Search code examples
numpymatrixscipysparse-matrix

NumPy: Importing a Sparse Matrix from R into Python


I have a matrix in R that is very large and sparse, created with the 'Matrix' package, and I want to handle in python + numpy. The R object is in the csc format, and if I export it using the function writeMM in the Matrix package, the output looks something like this:

%%MatrixMarket matrix coordinate real general
4589 17366 160441
22 1 5.954510725783322
36 1 29.77255362891661
41 1 23.81804290313329
74 1 5.954510725783322
116 1 59.54510725783322
127 1 11.909021451566645
159 1 17.863532177349967

Where the first column is the row, the second one the column, and the third one is the value.

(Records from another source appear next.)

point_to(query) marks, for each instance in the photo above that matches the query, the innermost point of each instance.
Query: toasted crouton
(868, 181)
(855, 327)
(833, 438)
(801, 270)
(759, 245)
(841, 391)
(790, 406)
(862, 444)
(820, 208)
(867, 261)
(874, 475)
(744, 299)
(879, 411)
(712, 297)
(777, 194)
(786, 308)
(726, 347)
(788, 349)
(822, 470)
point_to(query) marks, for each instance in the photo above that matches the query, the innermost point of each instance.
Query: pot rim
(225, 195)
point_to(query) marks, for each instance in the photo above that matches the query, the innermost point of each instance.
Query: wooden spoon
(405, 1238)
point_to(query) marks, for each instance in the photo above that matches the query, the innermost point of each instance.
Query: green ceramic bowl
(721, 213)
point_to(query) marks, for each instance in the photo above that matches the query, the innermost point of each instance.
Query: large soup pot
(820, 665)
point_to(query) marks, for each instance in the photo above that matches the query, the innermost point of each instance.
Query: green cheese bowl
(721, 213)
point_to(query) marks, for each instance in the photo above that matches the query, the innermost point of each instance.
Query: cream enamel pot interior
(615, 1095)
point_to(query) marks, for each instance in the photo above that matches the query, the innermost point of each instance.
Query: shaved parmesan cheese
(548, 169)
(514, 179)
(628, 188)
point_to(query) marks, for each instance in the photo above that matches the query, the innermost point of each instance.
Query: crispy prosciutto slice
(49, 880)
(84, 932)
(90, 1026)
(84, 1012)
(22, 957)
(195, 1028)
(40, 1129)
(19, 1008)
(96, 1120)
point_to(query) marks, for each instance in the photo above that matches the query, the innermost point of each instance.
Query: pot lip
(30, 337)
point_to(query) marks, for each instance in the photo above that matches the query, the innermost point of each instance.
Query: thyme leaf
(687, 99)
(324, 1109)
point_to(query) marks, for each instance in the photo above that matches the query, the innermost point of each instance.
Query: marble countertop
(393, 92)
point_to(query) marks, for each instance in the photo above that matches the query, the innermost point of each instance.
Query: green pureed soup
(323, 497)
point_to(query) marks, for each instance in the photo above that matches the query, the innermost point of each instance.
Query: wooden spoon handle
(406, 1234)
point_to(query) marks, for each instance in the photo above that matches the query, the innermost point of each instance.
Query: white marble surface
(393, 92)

I was wondering how could I import that into python. I see that scipy has a module to operate with column-compressed sparse matrices, but it has no function to create one from a file.


Solution

  • You can use scipy.io.mmread which does exactly what you want.

    In [11]: mmread("sparse_from_file")
    Out[11]: 
    <4589x17366 sparse matrix of type '<class 'numpy.float64'>'
        with 7 stored elements in COOrdinate format>
    

    Note the result is a COO sparse matrix. If you want a csc_matrix you can then use sparse.coo_matrix.tocsc.

    Now you mention you want to handle this very large and sparse matrix with numpy. That might turn out to be impractical since numpy operates on dense arrays only and if your matrix is indeed very large and sparse you probably can't afford to store it in dense format.

    So you could be better off sticking with the most efficient scipy.sparse format for your use case.